‘Dartmoor in World War One’ was an eighteen-month project investigating the effect the first world war had on Dartmoor and its communities, including the rich vein of myth and story that Dartmoor produced in response to the shadow of conflict. You can find out about each output of the project by clicking the headings below.
The project commenced in Spring 2013 with an intensive period of research conducted by MED Theatre’s Young Company. The research unearthed a wealth of information from Dartmoor’s past, from the internment of conscientious objectors in Dartmoor Prison, to the halting of the building of Castle Drogo. Inspired by their findings, the young company went on to devise, script and perform their own play, ‘Road to Nowhere’, performed first in Moretonhampstead Parish Hall, then as a site-specific performance at Castle Drogo in partnership with the National Trust.
March 2014 hailed the second stage of the project in the form of MED Theatre’s annual community play. ‘Chasing Kitty Jay: The Creation of a War-Time Myth’ was written by Artistic Director Mark Beeson and members of MED Theatre’s Young Company. It investigated the origins of Dartmoor’s Kitty Jay myth and its roots in World War One. The play toured village halls across Dartmoor, including the parishes of Manaton and Widecombe near to where the mythical Kitty Jay is buried.
Alongside the play the young people also created their own short film ‘Williamson and the Otters’ in response to how a traumatic experience in the trenches led author Henry Williamson to write his seminal book ‘Tarka the Otter’.

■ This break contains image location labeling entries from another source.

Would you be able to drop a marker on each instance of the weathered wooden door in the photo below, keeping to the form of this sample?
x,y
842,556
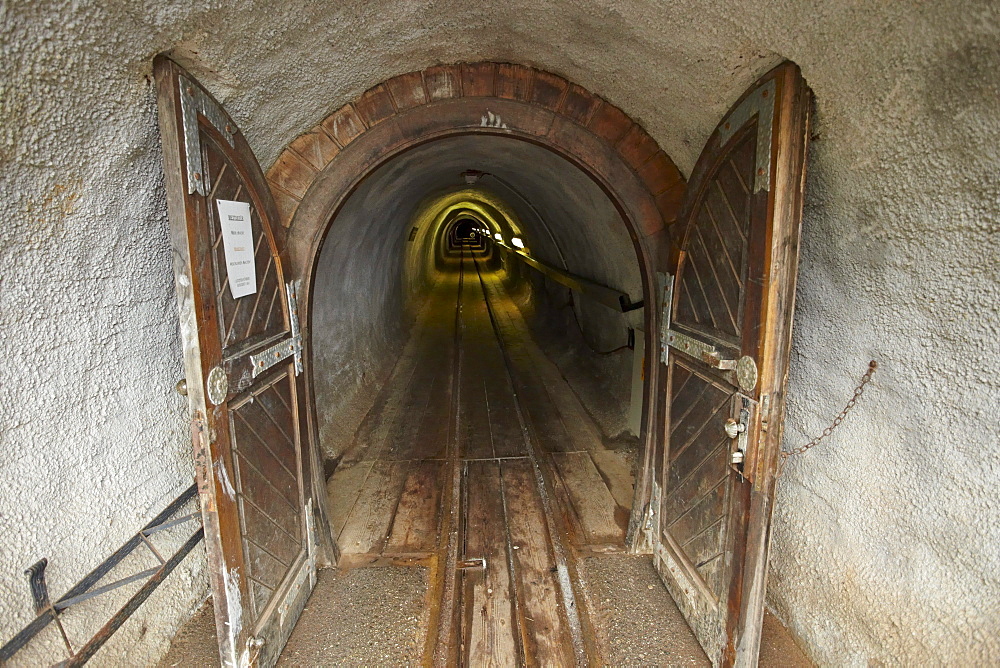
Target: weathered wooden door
x,y
727,329
242,356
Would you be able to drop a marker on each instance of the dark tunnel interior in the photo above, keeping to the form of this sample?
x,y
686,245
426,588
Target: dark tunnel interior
x,y
391,246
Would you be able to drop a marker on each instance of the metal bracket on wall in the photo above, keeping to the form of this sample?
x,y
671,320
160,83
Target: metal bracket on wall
x,y
194,102
86,589
282,350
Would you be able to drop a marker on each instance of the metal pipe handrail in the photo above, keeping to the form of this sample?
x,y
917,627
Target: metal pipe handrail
x,y
48,612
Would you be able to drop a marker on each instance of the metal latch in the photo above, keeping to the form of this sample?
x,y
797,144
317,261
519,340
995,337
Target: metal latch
x,y
737,430
282,350
706,352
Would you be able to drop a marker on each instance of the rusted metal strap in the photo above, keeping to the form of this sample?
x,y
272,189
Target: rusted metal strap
x,y
81,591
115,623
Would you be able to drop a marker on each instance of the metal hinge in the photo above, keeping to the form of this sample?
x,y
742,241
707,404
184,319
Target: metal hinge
x,y
282,350
706,352
666,282
194,103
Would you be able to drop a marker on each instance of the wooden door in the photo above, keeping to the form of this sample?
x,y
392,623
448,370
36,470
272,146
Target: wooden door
x,y
727,330
242,357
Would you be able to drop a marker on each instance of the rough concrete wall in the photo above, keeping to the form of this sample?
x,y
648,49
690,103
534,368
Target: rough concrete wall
x,y
885,548
94,437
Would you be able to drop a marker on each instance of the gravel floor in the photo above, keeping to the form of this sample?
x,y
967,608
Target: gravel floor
x,y
636,620
362,617
638,623
358,617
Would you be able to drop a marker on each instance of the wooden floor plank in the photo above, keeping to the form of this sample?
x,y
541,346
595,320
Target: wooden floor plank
x,y
342,491
368,524
617,475
415,528
601,520
544,632
489,631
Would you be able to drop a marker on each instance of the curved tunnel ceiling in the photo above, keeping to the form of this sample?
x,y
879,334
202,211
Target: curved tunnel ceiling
x,y
562,215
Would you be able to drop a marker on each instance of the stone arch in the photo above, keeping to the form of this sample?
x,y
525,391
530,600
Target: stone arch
x,y
321,168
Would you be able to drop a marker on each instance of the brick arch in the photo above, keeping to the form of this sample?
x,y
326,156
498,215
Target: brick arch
x,y
546,107
320,169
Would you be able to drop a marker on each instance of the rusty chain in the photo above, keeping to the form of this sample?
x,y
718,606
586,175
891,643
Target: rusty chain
x,y
858,391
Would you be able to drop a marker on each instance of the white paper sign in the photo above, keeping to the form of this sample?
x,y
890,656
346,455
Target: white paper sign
x,y
237,241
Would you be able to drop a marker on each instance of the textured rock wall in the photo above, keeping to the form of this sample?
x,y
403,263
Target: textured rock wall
x,y
885,545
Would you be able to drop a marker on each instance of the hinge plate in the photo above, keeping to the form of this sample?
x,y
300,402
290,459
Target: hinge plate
x,y
282,350
194,102
666,303
705,352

The project concluded in autumn 2014 with an exhibition at Greenhill Arts and Heritage in Moretonhampstead, following further research from MED Theatre’s Young Company in collaboration with Moretonhampstead History Society. The exhibition marked the National Centenary and included film footage from the different stages of the project and a new film ‘Until the Boys Come Home’ created in the summer.